Pfeiffer University president Chuck Ambrose said he and other Division II leaders, concerned about schools leaving for Division I, have spent the past two years working to get the word out about the positives of Division II membership.
The goal, Ambrose said, is to find strategies that will draw schools into, rather than away from, Division II.
``Division II was feeling defensive,'' Ambrose said. ``We were defining ourselves as a division and membership in terms of what we're not. We're not Division I, but we offer a high level of academic and athletic competition. It's not 'A' position to be in when you're defining yourself by what you're not.''
Division II presidents this year crafted a strategic positioning platform. The theme: Division II allows for the participation in high-level athletic competition without an overemphasis of sports in student life.
The focus, Ambrose said, should be on the college experience of the student-athlete. Too often in Division I, he said, student-athletes are looked upon as a means to an end - that being greater revenue to continue feeding the monster of big-time athletics.
Ambrose said student-athletes not recruited by a Division I program were knocked for not being good enough.
``We were somewhat defined by the middle-child syndrome,'' Ambrose said. ``Division I was defined by the biggest of the big and the most selective and the elite of the elite. Division III was the purist model - participation and opportunity in the least professional environment.
``In the grand spectrum, most institutions fall somewhere between those two ends.''
Still, since 2003, the allure of Division I has captured the imaginations of 22 former Division II schools.
A major reason schools go Division I is to receive more exposure for their athletic programs and, in turn, their institutions. Among the benefits is increased enrollment.
``Coming out of the 1980s, we could win a national championship in Division II with very fine athletes, very fine coaches and very fine programs, but the visibility that comes with those championships would have been very limited,'' said Troy University chancellor Jack Hawkins, whose school moved to Division I in 1990.
Efforts have been made to create more exposure for Division II.
Cable network CSTV is televising regular-season football and basketball games this year.
A first-of-its-kind Division II sports festival was held last spring in Orlando, Fla., where national championships in lacrosse, tennis, softball and golf were contested.

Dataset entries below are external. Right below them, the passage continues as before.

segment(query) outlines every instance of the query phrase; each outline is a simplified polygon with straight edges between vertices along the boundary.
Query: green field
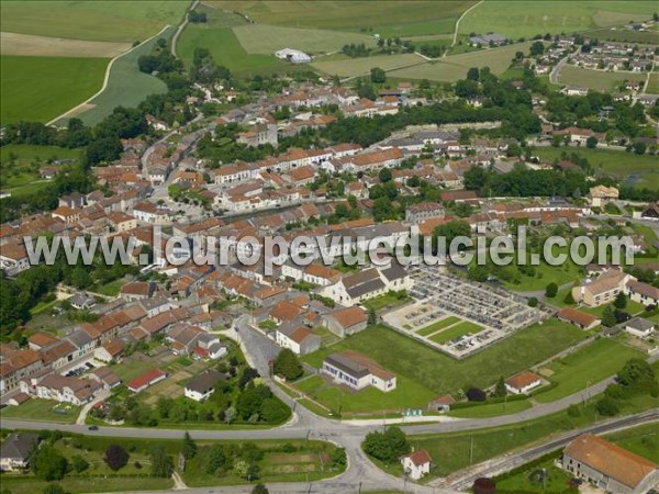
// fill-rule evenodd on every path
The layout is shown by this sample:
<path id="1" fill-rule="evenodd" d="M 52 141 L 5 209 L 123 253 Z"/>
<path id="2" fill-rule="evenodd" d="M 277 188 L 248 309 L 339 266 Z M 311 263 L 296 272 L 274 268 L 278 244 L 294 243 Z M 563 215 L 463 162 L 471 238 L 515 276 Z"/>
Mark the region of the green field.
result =
<path id="1" fill-rule="evenodd" d="M 368 31 L 381 36 L 413 36 L 451 33 L 455 21 L 476 1 L 407 0 L 303 1 L 303 0 L 220 0 L 213 7 L 238 11 L 250 20 L 290 27 Z"/>
<path id="2" fill-rule="evenodd" d="M 398 413 L 404 408 L 426 408 L 428 402 L 435 397 L 431 390 L 403 375 L 396 375 L 395 390 L 387 393 L 372 386 L 350 391 L 345 386 L 326 383 L 319 375 L 305 379 L 298 388 L 327 408 L 338 411 L 344 417 L 350 414 Z"/>
<path id="3" fill-rule="evenodd" d="M 460 22 L 460 34 L 495 32 L 512 38 L 627 24 L 652 16 L 652 1 L 493 1 L 470 11 Z"/>
<path id="4" fill-rule="evenodd" d="M 509 426 L 463 433 L 409 436 L 409 440 L 414 448 L 426 449 L 429 452 L 433 463 L 437 465 L 431 472 L 432 476 L 446 476 L 469 467 L 470 457 L 472 457 L 471 464 L 477 464 L 507 451 L 524 448 L 543 438 L 592 424 L 596 417 L 593 403 L 589 403 L 579 417 L 570 417 L 566 411 L 562 411 L 555 415 Z M 621 403 L 622 413 L 637 413 L 656 406 L 656 403 L 657 398 L 649 395 L 634 396 Z"/>
<path id="5" fill-rule="evenodd" d="M 424 328 L 418 329 L 416 332 L 416 334 L 418 334 L 421 336 L 428 336 L 428 335 L 432 335 L 433 333 L 438 332 L 439 329 L 444 329 L 445 327 L 451 326 L 459 321 L 461 321 L 459 317 L 448 316 L 444 319 L 437 321 L 436 323 L 433 323 Z"/>
<path id="6" fill-rule="evenodd" d="M 478 324 L 473 324 L 466 321 L 463 323 L 456 324 L 455 326 L 448 329 L 439 332 L 438 334 L 432 336 L 431 340 L 435 341 L 436 344 L 444 345 L 450 341 L 451 339 L 459 338 L 460 336 L 465 336 L 468 334 L 473 335 L 474 333 L 478 333 L 481 329 L 482 327 Z"/>
<path id="7" fill-rule="evenodd" d="M 646 89 L 648 94 L 659 94 L 659 72 L 650 74 L 650 82 Z"/>
<path id="8" fill-rule="evenodd" d="M 8 1 L 2 31 L 107 42 L 144 41 L 181 22 L 189 1 Z"/>
<path id="9" fill-rule="evenodd" d="M 437 61 L 431 61 L 389 72 L 390 77 L 403 79 L 428 79 L 455 82 L 467 77 L 471 67 L 490 67 L 492 74 L 499 76 L 510 67 L 515 52 L 526 52 L 528 44 L 513 44 L 499 48 L 488 48 L 477 52 L 448 56 Z"/>
<path id="10" fill-rule="evenodd" d="M 375 46 L 372 36 L 343 31 L 309 30 L 265 24 L 234 27 L 234 34 L 248 54 L 272 55 L 281 48 L 295 48 L 310 54 L 337 52 L 350 43 Z"/>
<path id="11" fill-rule="evenodd" d="M 470 385 L 487 388 L 501 375 L 507 378 L 528 369 L 584 337 L 581 329 L 549 319 L 458 361 L 387 326 L 378 325 L 331 348 L 310 353 L 302 360 L 317 369 L 323 359 L 334 351 L 356 350 L 372 358 L 399 379 L 406 378 L 435 394 L 445 394 Z"/>
<path id="12" fill-rule="evenodd" d="M 187 64 L 192 61 L 194 48 L 203 47 L 211 52 L 219 65 L 238 74 L 290 67 L 290 64 L 277 59 L 273 55 L 247 54 L 231 27 L 209 30 L 189 26 L 181 34 L 177 46 L 179 56 Z"/>
<path id="13" fill-rule="evenodd" d="M 595 91 L 615 90 L 625 80 L 645 81 L 645 74 L 605 72 L 567 65 L 560 69 L 559 82 L 566 86 L 594 89 Z"/>
<path id="14" fill-rule="evenodd" d="M 0 190 L 20 197 L 45 187 L 40 169 L 55 159 L 79 159 L 79 149 L 57 146 L 29 146 L 10 144 L 0 147 Z"/>
<path id="15" fill-rule="evenodd" d="M 80 407 L 68 403 L 59 404 L 48 400 L 27 400 L 20 406 L 8 406 L 0 412 L 0 418 L 21 420 L 46 420 L 59 424 L 75 424 Z"/>
<path id="16" fill-rule="evenodd" d="M 48 122 L 98 91 L 107 66 L 104 58 L 0 57 L 0 123 Z"/>
<path id="17" fill-rule="evenodd" d="M 597 339 L 556 362 L 547 366 L 554 372 L 547 378 L 557 383 L 546 392 L 534 395 L 540 403 L 554 402 L 577 393 L 604 379 L 614 375 L 627 360 L 640 357 L 640 353 L 613 339 Z"/>
<path id="18" fill-rule="evenodd" d="M 407 53 L 402 55 L 379 55 L 365 58 L 346 57 L 343 60 L 314 61 L 311 64 L 311 66 L 325 74 L 338 75 L 340 77 L 354 77 L 365 76 L 375 67 L 380 67 L 384 70 L 392 70 L 394 68 L 409 67 L 420 64 L 426 65 L 427 63 L 424 61 L 424 59 L 418 55 Z"/>
<path id="19" fill-rule="evenodd" d="M 638 187 L 648 187 L 659 189 L 659 167 L 657 167 L 657 157 L 650 155 L 638 156 L 628 153 L 608 151 L 601 149 L 574 149 L 558 147 L 540 147 L 535 154 L 544 161 L 552 162 L 560 160 L 561 153 L 577 153 L 583 158 L 588 158 L 595 172 L 601 175 L 611 175 L 621 180 L 628 179 L 630 176 L 637 176 L 640 180 Z"/>
<path id="20" fill-rule="evenodd" d="M 657 424 L 634 427 L 606 436 L 611 442 L 659 463 L 659 429 Z"/>
<path id="21" fill-rule="evenodd" d="M 169 27 L 159 37 L 168 38 L 174 31 L 174 27 Z M 118 58 L 110 69 L 105 90 L 90 101 L 88 110 L 81 111 L 76 116 L 86 125 L 96 125 L 119 105 L 137 106 L 149 94 L 167 92 L 165 82 L 149 74 L 141 72 L 137 68 L 137 59 L 142 55 L 149 54 L 157 41 L 158 37 L 155 37 Z"/>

Another festival will be held this fall in Pensacola, Fla., to determine titles in cross country, field hockey, women's volleyball and soccer.
Ambrose said he thinks some of those schools will return to Division II once they realize they can't bear the high costs associated with Division I.
``We'll become a destination division as institutions find appropriate balance,'' he said.
Nebraska-Omaha Chancellor John Christensen, whose school decided to remain Division II, said he'll be curious to see how new Division I members are faring in four or five years.
``I think some people are making the jump without all the financials in order. That story is yet to be told,'' he said.